Agriculture researchers Kirstin Bett and Sabine Banniza.
Agriculture researchers Kirstin Bett and Sabine Banniza.

The pulse of the Prairies

Kirstin Bett wants to nearly double the acreage devoted to pulse crops on the Prairies—about one-fifth of the West’s 70-million crop acres.

"Our goal is to have pulses in a one-in-four-year rotation—let's say 20 per cent of the landscape," said Bett, a professor in the Department of Plant Sciences in the College of Agriculture and Bioresources. "We're at 12 per cent, so we're not there yet. But we want to offer every producer at least two species of pulses so they can include these legumes in their rotation."

Pulses (dry peas, lentils, dry beans, chickpeas and faba beans) pack a triple punch: they provide affordable protein for a growing world population, they are a rich source of fibre and nutrients with multiple health benefits, and they naturally add nitrogen to the soil.

It is a win-win-win with just a teensy problem—plant breeders need to develop varieties that are better yielding, can thrive in areas where pulses are not traditionally grown and are resistant to a host of diseases.

It is a tall order, but Bett and her colleagues at the U of S Crop Development Centre (CDC) have a record of filling such orders. In the 1970s, virtually no pulses were grown in Saskatchewan. Since U of S plant breeder Al Slinkard released the Laird lentil in 1978, the CDC has produced more than 200 pulse varieties.

As of the 2015 crop year, about 3.9 million acres of lentils and 3.7 million acres of dry peas were grown. But to expand this, Bett and colleagues Bert Vandenberg, Tom Warkentin, Bunyamin Tar'an and plant pathologist Sabine Banniza face a see-saw battle.

For example, one of the centre's earliest successes was chickpeas, which went from 10,000 acres in 1996 to more than a million in 2001. By last year, it was a tenth of that amount.

"Declining prices were a factor, but disease played a major role," said Banniza. "We had major infestations of ascochyta blight."

It comes with the territory: plant millions of acres of any crop and disease pressure skyrockets, especially if you plant the same crop on the same field every two or three years. Today, one of the biggest threats to peas and lentils is a root rot, first discovered in Saskatchewan in 2012 and now widespread.

"If you go into areas where they have a lot of problems, you can see a very clear trend between how often they grow a pea crop and the incidence of root rot," Banniza said.

Growers demand improved disease resistance, varieties better suited to the northern plains and a host of other traits such as larger chickpeas, which fetch higher prices on world markets.

The challenge is exacerbated by pulse crops' origins in tropical or subtropical regions—a vastly different place than the Canadian Prairies.

"First of all, you can't plant them before the ground is warm enough, so you have to wait until the last week of May, then you need them to come out of the ground quickly," Bett said of dry beans. "Because traditional varieties are often sensitive to day length, they typically don't flower until there are 12-hour days—and guess what?—we don't get those until the day before harvest. They're also super-sensitive to frost. So yeah, they're a lot of fun."

Lentils have the opposite problem—the long days of June make them want to flower soon after emerging from the soil.

Researchers are looking to genetics to help them crack these tough problems. Bett is project lead of the international lentil gene sequencing effort. Earlier this year, she and her colleagues published an important genome milestone.
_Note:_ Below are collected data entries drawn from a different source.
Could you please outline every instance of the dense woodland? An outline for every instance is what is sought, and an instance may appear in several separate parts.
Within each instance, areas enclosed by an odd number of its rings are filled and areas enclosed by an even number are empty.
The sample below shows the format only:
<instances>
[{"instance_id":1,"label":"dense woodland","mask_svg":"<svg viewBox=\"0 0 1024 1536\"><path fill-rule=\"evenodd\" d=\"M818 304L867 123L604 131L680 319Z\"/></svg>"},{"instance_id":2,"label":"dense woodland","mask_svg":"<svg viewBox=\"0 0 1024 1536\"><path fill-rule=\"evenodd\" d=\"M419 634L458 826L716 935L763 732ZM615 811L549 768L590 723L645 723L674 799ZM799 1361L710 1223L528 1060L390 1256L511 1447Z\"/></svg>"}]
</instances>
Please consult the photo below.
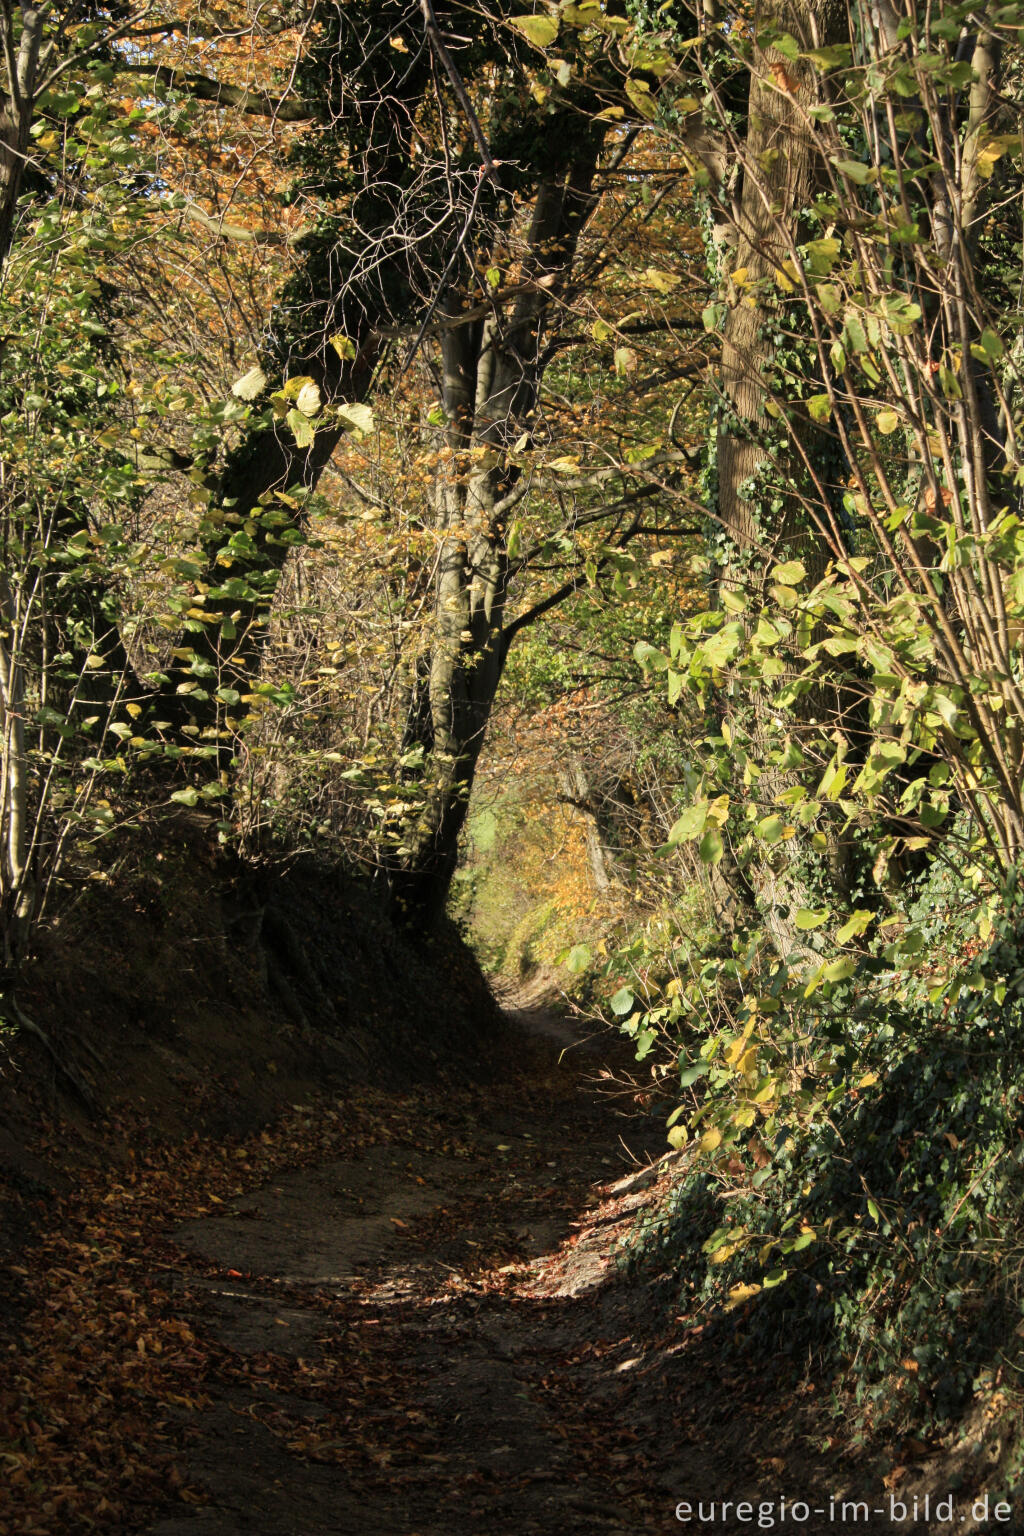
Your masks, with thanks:
<instances>
[{"instance_id":1,"label":"dense woodland","mask_svg":"<svg viewBox=\"0 0 1024 1536\"><path fill-rule=\"evenodd\" d=\"M161 839L340 872L624 1033L723 1348L1015 1419L1022 28L0 8L9 1052Z\"/></svg>"}]
</instances>

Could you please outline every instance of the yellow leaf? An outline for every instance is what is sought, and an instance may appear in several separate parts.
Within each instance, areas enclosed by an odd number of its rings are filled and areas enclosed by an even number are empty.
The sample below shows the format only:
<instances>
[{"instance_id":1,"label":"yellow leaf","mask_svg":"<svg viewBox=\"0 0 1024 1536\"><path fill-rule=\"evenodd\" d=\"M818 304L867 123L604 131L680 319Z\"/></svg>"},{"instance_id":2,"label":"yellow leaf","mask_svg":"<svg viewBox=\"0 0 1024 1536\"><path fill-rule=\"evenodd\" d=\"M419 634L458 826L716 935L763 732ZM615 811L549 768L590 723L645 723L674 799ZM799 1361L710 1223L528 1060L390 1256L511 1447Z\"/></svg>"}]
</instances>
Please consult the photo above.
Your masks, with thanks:
<instances>
[{"instance_id":1,"label":"yellow leaf","mask_svg":"<svg viewBox=\"0 0 1024 1536\"><path fill-rule=\"evenodd\" d=\"M511 16L509 26L536 48L547 48L558 36L558 21L552 16Z\"/></svg>"},{"instance_id":2,"label":"yellow leaf","mask_svg":"<svg viewBox=\"0 0 1024 1536\"><path fill-rule=\"evenodd\" d=\"M704 1135L701 1137L700 1150L702 1152L713 1152L715 1148L721 1144L721 1140L721 1131L718 1129L717 1125L713 1125L710 1131L705 1131Z\"/></svg>"},{"instance_id":3,"label":"yellow leaf","mask_svg":"<svg viewBox=\"0 0 1024 1536\"><path fill-rule=\"evenodd\" d=\"M730 1045L726 1046L723 1054L725 1056L725 1064L727 1067L734 1067L736 1065L740 1057L743 1055L744 1050L746 1049L746 1044L747 1036L744 1034L738 1036L737 1039L733 1040Z\"/></svg>"},{"instance_id":4,"label":"yellow leaf","mask_svg":"<svg viewBox=\"0 0 1024 1536\"><path fill-rule=\"evenodd\" d=\"M671 293L681 281L682 279L676 273L662 272L658 267L648 267L642 278L644 286L653 288L656 293Z\"/></svg>"},{"instance_id":5,"label":"yellow leaf","mask_svg":"<svg viewBox=\"0 0 1024 1536\"><path fill-rule=\"evenodd\" d=\"M725 1310L731 1312L734 1307L740 1307L751 1296L756 1296L761 1289L759 1285L734 1285L729 1292L729 1300L725 1304Z\"/></svg>"}]
</instances>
"The lentil genome assembly will help us better understand this crop," she said. "More importantly, it will lead to development of genomic tools that will help improve breeding practices and accelerate varietal development." These tools will allow breeders to track multiple, complex traits during cross- breeding, which will help them develop high-quality and high-yielding lentils in less time.

Banniza cites the tightly integrated nature of the CDC team as another competitive advantage.

"We sort of pollinate each other with new ideas," she said, pointing to genomics as example. "I'm surrounded by plant breeders and one of the things all plant breeders do these days is map genomes. So one day, I thought, ‘Why don't I try this with a fungus?'"

It was an inspired idea.

"If you understand what makes a fungus virulent, what genes are involved, and how quickly they change, then you have a better understanding of how good your resistance is and how long it might last," said Banniza.

Another example of their team approach is KnowPulse, which Bett described as "a breeder-friendly web portal you can use without knowing anything about databases."

Just as you might want to find a store in your neighbourhood, a plant breeder might be interested in a gene that inhibits a particular enzyme. Type that into KnowPulse and you can find all the genes in the database that are similar, and in some cases, where they are located on a chromosome of a similar plant.

Bett cites an old saying that plant breeding is like a lottery, and 99 per cent of all crosses "will break your heart."

"It's not cheap to develop a variety," she said. "It takes a good 10 years from the time I make a cross to getting it out on the landscape. So the more you can increase efficiency—either in costs or time—the better."

 

Glenn Cheater is the owner of High Bluff Media in Winnipeg and Edmonton.